この「大車輪メカ」、アプローチする側によってV入賞のチャンスとなる真ん中の回転体「Vチャンスゾーン」への突入率が変化するようになっている。当代風にいえばノーマルルートとチャンスルートとなろう。
向かって左側からアプローチするパターンは「ハカイダールート」と呼ばれ、約6分の1で中央の「Vチャンスゾーン」へ送られる。一方の右側は「キカイダールート」で、約半分が「Vチャンスゾーン」行きとなる。ちなみに、「Vチャンスゾーン」のV入賞率は約3分の1である。
このように大車輪メカを右側から攻めるキカイダールートに乗れば大チャンスとなるが、ハカイダールートでもノーチャンスではないし、回転体の下にあるストッパーの動きによってキカイダールートへ移行する逆転パターンも存在する。
ただ、役物確率自体は辛めの印象もある。しかし、直撃大当りやチャッカー保留機能などがないので安定感があり、調整に比例して勝負が計算できる「堅い台」といった印象である。

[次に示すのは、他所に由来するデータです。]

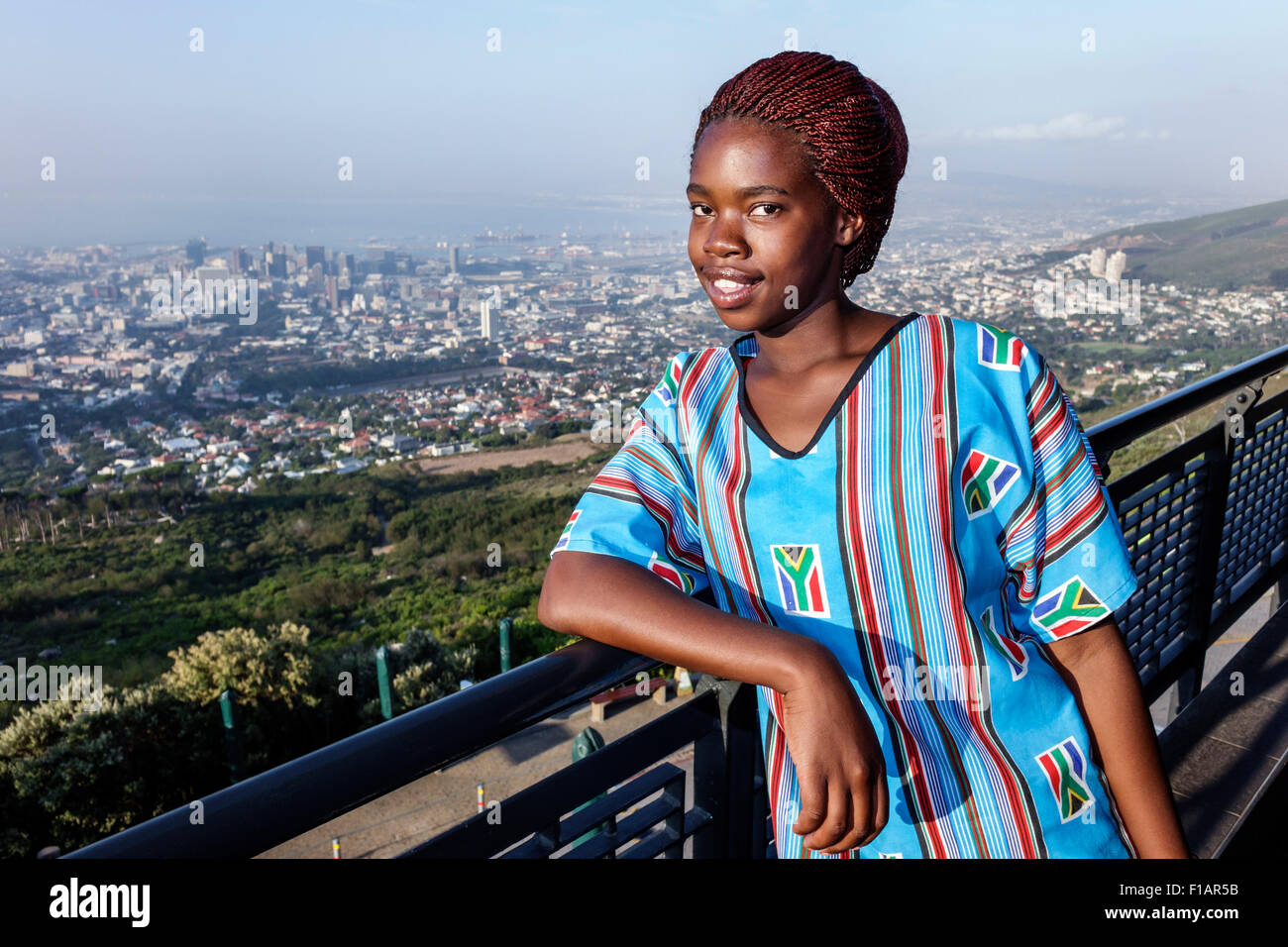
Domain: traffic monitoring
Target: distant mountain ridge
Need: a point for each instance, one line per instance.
(1233, 249)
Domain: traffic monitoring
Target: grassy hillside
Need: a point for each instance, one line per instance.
(1234, 249)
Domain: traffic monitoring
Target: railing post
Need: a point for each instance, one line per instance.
(506, 626)
(585, 744)
(232, 736)
(386, 703)
(1209, 549)
(724, 775)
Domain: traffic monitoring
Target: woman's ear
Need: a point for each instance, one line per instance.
(849, 226)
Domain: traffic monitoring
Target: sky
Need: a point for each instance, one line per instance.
(558, 111)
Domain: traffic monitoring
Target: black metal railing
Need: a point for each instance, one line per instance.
(1207, 523)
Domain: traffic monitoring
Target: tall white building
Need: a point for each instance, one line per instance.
(1116, 265)
(489, 325)
(1098, 262)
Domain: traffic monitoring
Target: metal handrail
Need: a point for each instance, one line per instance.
(1122, 429)
(287, 800)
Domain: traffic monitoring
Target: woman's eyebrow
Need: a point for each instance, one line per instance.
(754, 191)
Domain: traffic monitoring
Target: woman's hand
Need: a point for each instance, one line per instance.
(837, 758)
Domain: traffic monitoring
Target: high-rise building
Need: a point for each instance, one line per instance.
(1098, 262)
(489, 325)
(1116, 265)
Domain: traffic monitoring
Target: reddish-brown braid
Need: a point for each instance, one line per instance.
(850, 131)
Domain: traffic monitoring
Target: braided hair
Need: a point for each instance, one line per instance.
(849, 128)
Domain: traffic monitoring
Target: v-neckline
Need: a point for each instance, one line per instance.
(748, 415)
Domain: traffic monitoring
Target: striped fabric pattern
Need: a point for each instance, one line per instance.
(947, 522)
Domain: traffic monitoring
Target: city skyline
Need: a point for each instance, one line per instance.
(248, 132)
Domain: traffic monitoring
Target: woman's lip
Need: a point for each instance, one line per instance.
(734, 298)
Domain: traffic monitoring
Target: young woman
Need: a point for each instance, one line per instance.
(901, 519)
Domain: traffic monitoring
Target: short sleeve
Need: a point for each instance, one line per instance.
(642, 505)
(1068, 562)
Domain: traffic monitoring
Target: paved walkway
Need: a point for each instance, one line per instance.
(424, 808)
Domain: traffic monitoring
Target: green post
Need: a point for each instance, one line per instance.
(386, 703)
(583, 745)
(232, 735)
(506, 625)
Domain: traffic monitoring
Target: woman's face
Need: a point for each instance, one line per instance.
(759, 210)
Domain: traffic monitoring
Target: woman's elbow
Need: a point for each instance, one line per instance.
(554, 598)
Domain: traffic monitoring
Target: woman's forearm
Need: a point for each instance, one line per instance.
(623, 604)
(1108, 690)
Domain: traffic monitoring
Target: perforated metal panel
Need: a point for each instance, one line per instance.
(1203, 526)
(1254, 532)
(1160, 525)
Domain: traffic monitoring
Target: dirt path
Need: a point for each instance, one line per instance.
(576, 447)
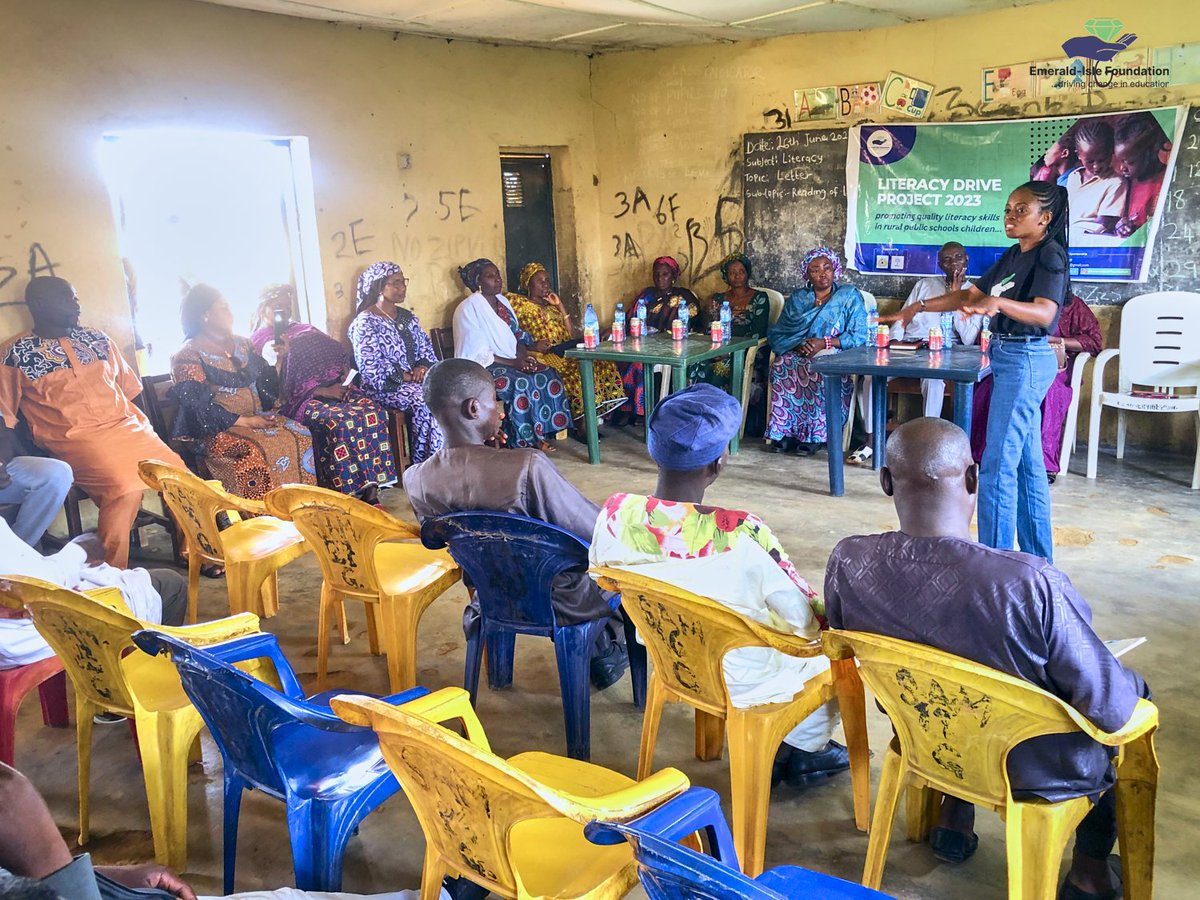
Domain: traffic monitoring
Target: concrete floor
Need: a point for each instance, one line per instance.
(1128, 541)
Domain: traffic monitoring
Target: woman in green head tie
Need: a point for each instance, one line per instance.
(541, 312)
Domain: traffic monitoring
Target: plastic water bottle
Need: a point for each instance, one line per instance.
(591, 329)
(618, 324)
(948, 328)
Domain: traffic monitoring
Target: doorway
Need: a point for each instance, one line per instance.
(528, 193)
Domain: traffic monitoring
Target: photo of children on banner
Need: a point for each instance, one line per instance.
(1113, 167)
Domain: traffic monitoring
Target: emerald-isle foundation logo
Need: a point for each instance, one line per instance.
(1098, 43)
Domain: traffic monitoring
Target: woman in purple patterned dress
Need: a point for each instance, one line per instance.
(394, 353)
(349, 431)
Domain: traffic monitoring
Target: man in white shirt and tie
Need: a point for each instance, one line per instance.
(157, 594)
(952, 259)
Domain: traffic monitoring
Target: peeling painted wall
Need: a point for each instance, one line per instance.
(73, 70)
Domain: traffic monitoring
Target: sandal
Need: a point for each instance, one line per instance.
(953, 846)
(861, 457)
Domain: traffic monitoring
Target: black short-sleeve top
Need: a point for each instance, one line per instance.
(1039, 271)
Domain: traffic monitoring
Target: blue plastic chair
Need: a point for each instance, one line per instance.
(511, 562)
(672, 871)
(329, 773)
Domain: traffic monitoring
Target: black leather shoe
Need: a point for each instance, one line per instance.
(462, 889)
(607, 670)
(1071, 892)
(804, 767)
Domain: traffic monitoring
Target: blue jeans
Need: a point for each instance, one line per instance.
(1014, 496)
(39, 485)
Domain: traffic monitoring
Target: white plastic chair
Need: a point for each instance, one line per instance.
(777, 307)
(868, 303)
(1159, 349)
(862, 394)
(1069, 427)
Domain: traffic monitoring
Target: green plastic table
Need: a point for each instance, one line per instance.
(652, 351)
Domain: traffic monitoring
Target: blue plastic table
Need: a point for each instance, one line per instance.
(961, 365)
(657, 349)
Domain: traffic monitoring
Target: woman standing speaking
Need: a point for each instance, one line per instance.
(1024, 293)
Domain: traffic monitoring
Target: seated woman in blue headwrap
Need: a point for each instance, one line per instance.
(486, 330)
(822, 316)
(750, 312)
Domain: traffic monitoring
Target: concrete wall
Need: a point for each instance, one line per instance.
(665, 124)
(73, 70)
(669, 124)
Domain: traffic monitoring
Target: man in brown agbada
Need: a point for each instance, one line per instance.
(76, 391)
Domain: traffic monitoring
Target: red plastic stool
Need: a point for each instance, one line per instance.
(51, 681)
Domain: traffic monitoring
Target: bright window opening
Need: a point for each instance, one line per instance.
(233, 210)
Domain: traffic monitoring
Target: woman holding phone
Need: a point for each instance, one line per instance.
(1024, 294)
(349, 431)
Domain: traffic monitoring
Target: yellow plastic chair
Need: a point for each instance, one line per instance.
(252, 550)
(511, 826)
(91, 635)
(688, 637)
(955, 724)
(367, 553)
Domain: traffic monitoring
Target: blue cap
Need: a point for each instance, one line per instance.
(691, 427)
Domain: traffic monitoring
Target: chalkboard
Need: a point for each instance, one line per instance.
(795, 199)
(1175, 264)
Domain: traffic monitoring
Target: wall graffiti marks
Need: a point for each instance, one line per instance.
(466, 210)
(625, 247)
(37, 263)
(349, 244)
(664, 211)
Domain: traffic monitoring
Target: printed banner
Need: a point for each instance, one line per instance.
(815, 103)
(910, 189)
(858, 100)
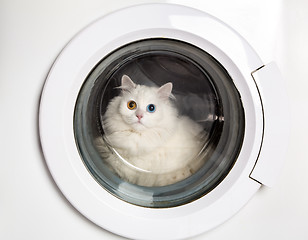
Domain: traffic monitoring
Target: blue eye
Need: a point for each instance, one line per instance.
(151, 108)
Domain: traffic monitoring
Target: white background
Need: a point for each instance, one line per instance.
(33, 32)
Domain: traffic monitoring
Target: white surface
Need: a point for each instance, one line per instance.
(275, 142)
(32, 34)
(58, 103)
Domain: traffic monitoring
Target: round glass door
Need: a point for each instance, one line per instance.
(159, 123)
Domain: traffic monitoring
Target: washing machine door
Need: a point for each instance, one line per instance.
(153, 120)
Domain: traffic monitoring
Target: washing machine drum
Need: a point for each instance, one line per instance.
(155, 127)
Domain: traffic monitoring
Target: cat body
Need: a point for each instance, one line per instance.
(151, 145)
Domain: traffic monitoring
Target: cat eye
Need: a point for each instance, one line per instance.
(131, 105)
(151, 108)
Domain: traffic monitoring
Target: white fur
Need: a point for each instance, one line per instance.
(159, 149)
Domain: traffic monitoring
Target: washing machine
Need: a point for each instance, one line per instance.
(207, 75)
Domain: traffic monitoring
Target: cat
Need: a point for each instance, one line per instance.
(145, 141)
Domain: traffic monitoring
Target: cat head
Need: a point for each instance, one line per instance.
(143, 107)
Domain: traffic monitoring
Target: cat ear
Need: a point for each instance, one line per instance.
(164, 91)
(127, 84)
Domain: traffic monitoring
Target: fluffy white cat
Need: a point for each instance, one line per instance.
(146, 142)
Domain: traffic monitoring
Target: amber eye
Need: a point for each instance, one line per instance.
(131, 105)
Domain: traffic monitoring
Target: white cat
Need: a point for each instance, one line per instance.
(148, 143)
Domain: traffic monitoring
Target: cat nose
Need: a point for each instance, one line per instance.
(139, 116)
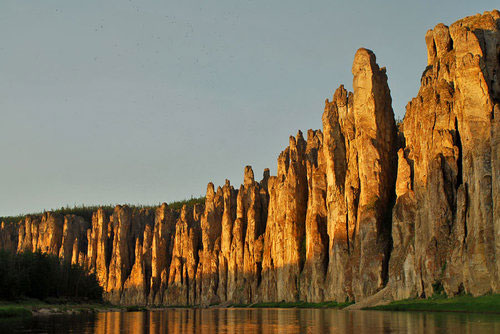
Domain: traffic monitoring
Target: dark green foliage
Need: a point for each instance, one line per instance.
(483, 304)
(14, 312)
(86, 211)
(43, 276)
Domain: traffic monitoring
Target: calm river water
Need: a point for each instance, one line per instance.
(241, 321)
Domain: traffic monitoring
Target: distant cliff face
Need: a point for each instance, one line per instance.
(357, 209)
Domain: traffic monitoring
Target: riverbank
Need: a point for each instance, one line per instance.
(469, 304)
(33, 307)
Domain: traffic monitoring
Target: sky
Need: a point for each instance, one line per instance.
(143, 102)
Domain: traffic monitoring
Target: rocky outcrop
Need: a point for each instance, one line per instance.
(182, 288)
(446, 223)
(358, 211)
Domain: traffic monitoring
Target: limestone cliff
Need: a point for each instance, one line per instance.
(446, 226)
(358, 209)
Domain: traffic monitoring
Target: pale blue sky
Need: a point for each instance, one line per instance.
(147, 101)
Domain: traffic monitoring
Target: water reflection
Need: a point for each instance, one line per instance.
(239, 321)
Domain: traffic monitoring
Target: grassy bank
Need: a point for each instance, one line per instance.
(30, 307)
(482, 304)
(294, 305)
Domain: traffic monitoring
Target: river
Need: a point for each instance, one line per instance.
(240, 321)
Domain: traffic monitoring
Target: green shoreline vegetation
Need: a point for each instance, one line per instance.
(440, 303)
(86, 211)
(488, 304)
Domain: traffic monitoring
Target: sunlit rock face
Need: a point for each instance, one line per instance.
(446, 221)
(360, 142)
(357, 210)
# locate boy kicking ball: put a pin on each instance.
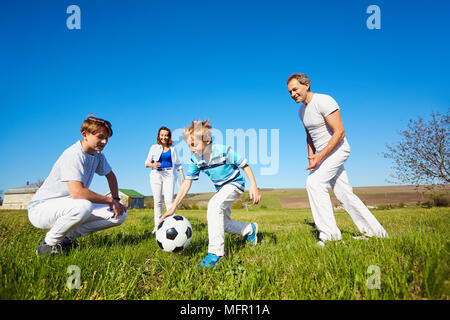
(222, 165)
(65, 205)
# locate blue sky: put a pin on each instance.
(144, 64)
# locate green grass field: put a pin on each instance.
(126, 262)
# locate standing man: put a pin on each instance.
(328, 150)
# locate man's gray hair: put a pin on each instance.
(300, 77)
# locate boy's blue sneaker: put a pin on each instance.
(210, 261)
(253, 237)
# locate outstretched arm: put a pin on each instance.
(334, 121)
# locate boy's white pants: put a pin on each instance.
(162, 181)
(72, 218)
(219, 219)
(331, 171)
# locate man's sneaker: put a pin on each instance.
(253, 237)
(210, 261)
(68, 244)
(320, 244)
(45, 249)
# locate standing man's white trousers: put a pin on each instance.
(162, 182)
(72, 218)
(331, 171)
(219, 219)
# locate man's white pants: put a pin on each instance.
(331, 171)
(219, 219)
(72, 218)
(162, 181)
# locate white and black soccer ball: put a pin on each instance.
(174, 233)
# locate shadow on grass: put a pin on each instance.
(110, 240)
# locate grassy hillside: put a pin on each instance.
(126, 262)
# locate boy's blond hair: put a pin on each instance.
(198, 130)
(301, 78)
(92, 125)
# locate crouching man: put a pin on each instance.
(65, 205)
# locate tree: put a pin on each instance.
(422, 155)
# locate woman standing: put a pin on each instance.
(163, 160)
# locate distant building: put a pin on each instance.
(18, 198)
(131, 199)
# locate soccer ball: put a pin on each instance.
(174, 233)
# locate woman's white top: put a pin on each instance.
(155, 153)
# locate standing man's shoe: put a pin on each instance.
(252, 238)
(46, 249)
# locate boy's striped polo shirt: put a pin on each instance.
(222, 169)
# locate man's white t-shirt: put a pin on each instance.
(313, 118)
(73, 165)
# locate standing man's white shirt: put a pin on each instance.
(331, 171)
(313, 117)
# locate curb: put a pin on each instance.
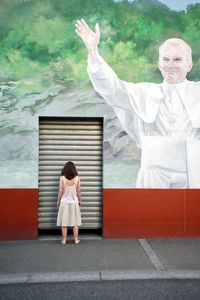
(96, 276)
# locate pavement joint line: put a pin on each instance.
(103, 275)
(151, 254)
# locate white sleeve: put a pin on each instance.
(116, 93)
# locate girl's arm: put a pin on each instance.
(78, 190)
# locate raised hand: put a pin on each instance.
(89, 37)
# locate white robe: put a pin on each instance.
(164, 121)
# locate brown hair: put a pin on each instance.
(69, 170)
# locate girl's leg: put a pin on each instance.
(64, 234)
(75, 234)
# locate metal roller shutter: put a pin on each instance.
(80, 141)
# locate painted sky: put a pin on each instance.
(178, 4)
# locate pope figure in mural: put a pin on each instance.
(163, 119)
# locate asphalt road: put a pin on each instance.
(164, 289)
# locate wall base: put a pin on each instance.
(18, 214)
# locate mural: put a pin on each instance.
(43, 73)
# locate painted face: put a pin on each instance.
(173, 63)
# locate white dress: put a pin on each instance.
(164, 121)
(69, 210)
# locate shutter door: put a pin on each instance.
(80, 141)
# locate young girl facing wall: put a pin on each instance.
(69, 202)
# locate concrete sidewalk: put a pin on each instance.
(98, 259)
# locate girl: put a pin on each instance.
(69, 201)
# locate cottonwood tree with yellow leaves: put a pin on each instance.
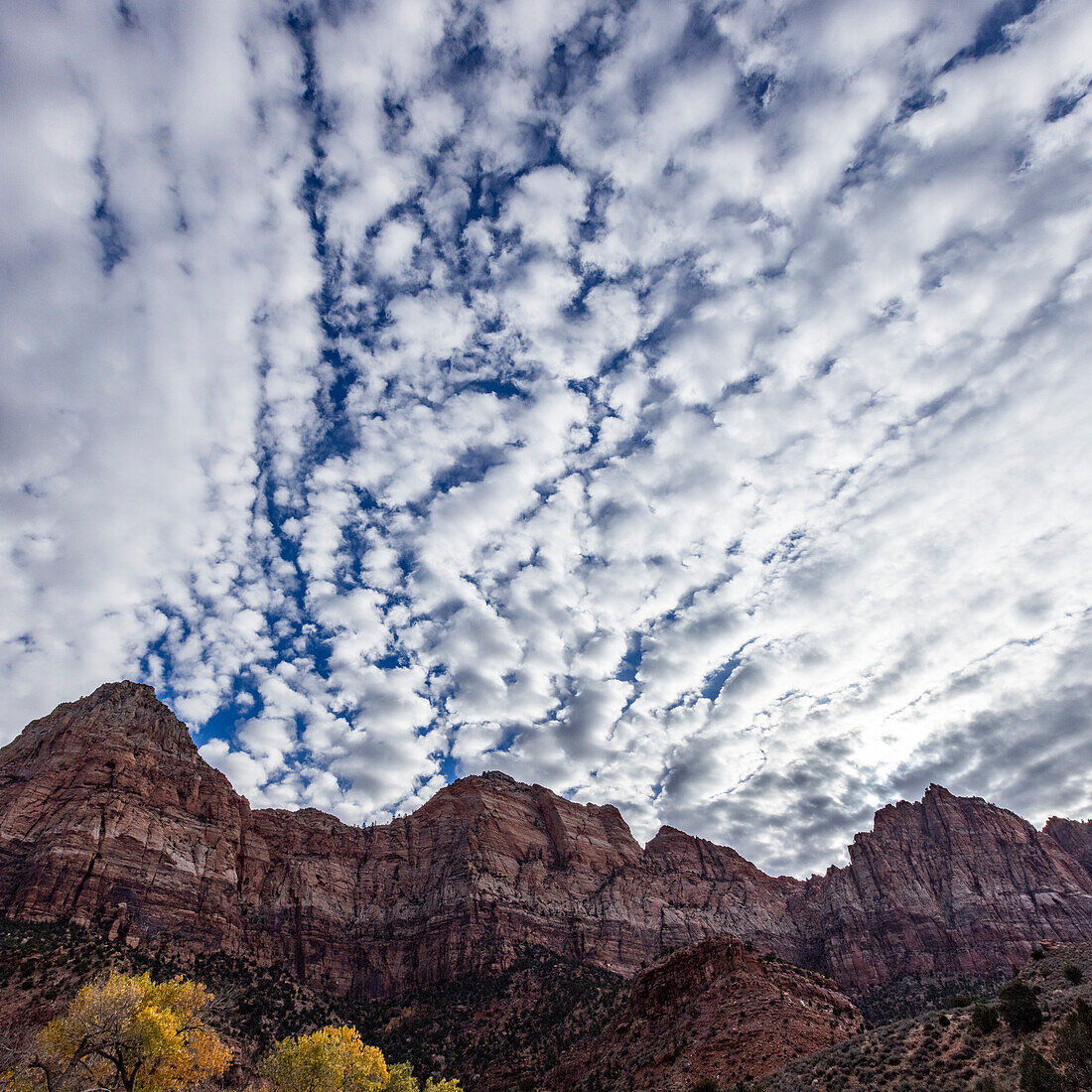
(335, 1059)
(126, 1033)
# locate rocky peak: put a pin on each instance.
(1073, 837)
(121, 714)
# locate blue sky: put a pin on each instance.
(681, 405)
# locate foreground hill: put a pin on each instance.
(108, 815)
(717, 1012)
(951, 1049)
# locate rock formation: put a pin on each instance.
(1074, 838)
(711, 1011)
(108, 815)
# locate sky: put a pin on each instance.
(680, 405)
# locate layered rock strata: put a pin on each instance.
(108, 815)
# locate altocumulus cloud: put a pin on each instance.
(683, 405)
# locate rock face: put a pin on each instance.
(711, 1011)
(108, 814)
(1074, 838)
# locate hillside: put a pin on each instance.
(108, 815)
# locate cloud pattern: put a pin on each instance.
(683, 405)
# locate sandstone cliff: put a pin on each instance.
(107, 814)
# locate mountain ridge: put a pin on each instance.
(108, 814)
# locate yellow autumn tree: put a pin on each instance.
(129, 1033)
(331, 1059)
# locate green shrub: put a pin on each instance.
(1036, 1073)
(985, 1018)
(1072, 1045)
(1018, 1007)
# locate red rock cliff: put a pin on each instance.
(107, 812)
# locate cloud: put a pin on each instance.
(678, 405)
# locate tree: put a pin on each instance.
(1036, 1073)
(1072, 1044)
(331, 1059)
(130, 1033)
(403, 1080)
(1019, 1007)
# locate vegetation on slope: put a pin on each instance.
(1032, 1035)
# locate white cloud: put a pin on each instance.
(681, 413)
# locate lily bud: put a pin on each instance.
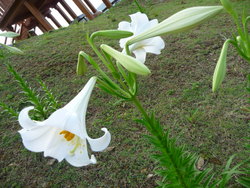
(181, 21)
(220, 69)
(81, 68)
(113, 34)
(130, 63)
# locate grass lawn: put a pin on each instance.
(212, 125)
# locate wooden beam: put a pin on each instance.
(41, 28)
(8, 18)
(91, 6)
(39, 17)
(107, 3)
(54, 20)
(84, 9)
(68, 9)
(63, 14)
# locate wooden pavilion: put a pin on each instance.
(29, 14)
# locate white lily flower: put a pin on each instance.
(139, 24)
(63, 135)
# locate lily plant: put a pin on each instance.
(240, 42)
(63, 135)
(119, 78)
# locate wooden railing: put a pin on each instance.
(4, 7)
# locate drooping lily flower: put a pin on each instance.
(139, 24)
(63, 135)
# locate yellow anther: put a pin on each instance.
(67, 135)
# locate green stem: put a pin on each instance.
(159, 134)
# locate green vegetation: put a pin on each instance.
(179, 91)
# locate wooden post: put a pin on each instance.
(68, 9)
(5, 40)
(90, 5)
(84, 9)
(63, 14)
(38, 15)
(54, 20)
(107, 3)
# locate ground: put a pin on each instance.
(213, 125)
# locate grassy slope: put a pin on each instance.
(178, 90)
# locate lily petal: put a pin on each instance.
(152, 43)
(38, 138)
(124, 26)
(139, 24)
(80, 156)
(101, 143)
(140, 54)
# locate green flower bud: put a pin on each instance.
(220, 69)
(130, 63)
(81, 68)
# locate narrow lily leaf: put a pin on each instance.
(81, 68)
(130, 63)
(9, 34)
(229, 8)
(220, 69)
(181, 21)
(13, 50)
(113, 34)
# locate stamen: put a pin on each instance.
(67, 135)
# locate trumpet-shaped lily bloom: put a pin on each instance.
(139, 24)
(63, 135)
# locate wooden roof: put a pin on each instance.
(15, 11)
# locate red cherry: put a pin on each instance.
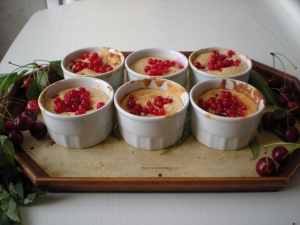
(100, 105)
(284, 99)
(33, 105)
(280, 154)
(8, 126)
(293, 108)
(291, 134)
(26, 82)
(265, 167)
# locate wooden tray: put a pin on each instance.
(115, 166)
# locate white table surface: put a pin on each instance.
(255, 28)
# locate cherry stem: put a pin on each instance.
(284, 80)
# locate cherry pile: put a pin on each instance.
(157, 67)
(92, 62)
(225, 104)
(286, 123)
(27, 120)
(266, 166)
(156, 109)
(77, 101)
(218, 61)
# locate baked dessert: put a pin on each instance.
(150, 102)
(221, 64)
(91, 63)
(76, 101)
(237, 102)
(156, 66)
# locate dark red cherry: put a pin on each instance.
(275, 82)
(8, 126)
(16, 137)
(285, 89)
(38, 129)
(268, 120)
(287, 121)
(265, 167)
(280, 154)
(23, 122)
(30, 113)
(293, 108)
(291, 134)
(284, 99)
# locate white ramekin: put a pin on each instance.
(151, 133)
(224, 133)
(198, 75)
(115, 77)
(180, 77)
(78, 131)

前述の通り、役物は必ずしも甘くないので、私の住んでいた周辺ホールでは調整も緩やかで「遊べる」イメージがついていたが、少し遠出した先の見知らぬホールではなかなかに厳しい調整となっていたので「ぼったくり店」かと思いきや、自称事情通の友人に聞くとかなりの優良店だとか。
ならばたまたま行った日が回収日だとか巡り合わせが悪かったのだと、暇に任せて次の日も同じ店で『キカイダーvsハカイダー』を打ちに行ったら、やっぱり調整がよろしくない。不思議に思っていると運よく大当りしたのだが、そこで答えが見つかった。
この機種、実は3つもタイプがあり、この店はラウンド振り分けが10Rと16Rの2通りしかないタイプのマシンであった。通常は3or8or16Rなので、その分調整に影響を与えていたのである。
キカイダーの青は「正義の心」、赤は悪魔の心を象徴し、「不完全な良心」を表現しているとのこと。さしずめ、この10or16R搭載の「CRキカイダーVSハカイダーRSW」は悪魔の心を表しているのであろう。この日は〇の毛まで抜かれたのである。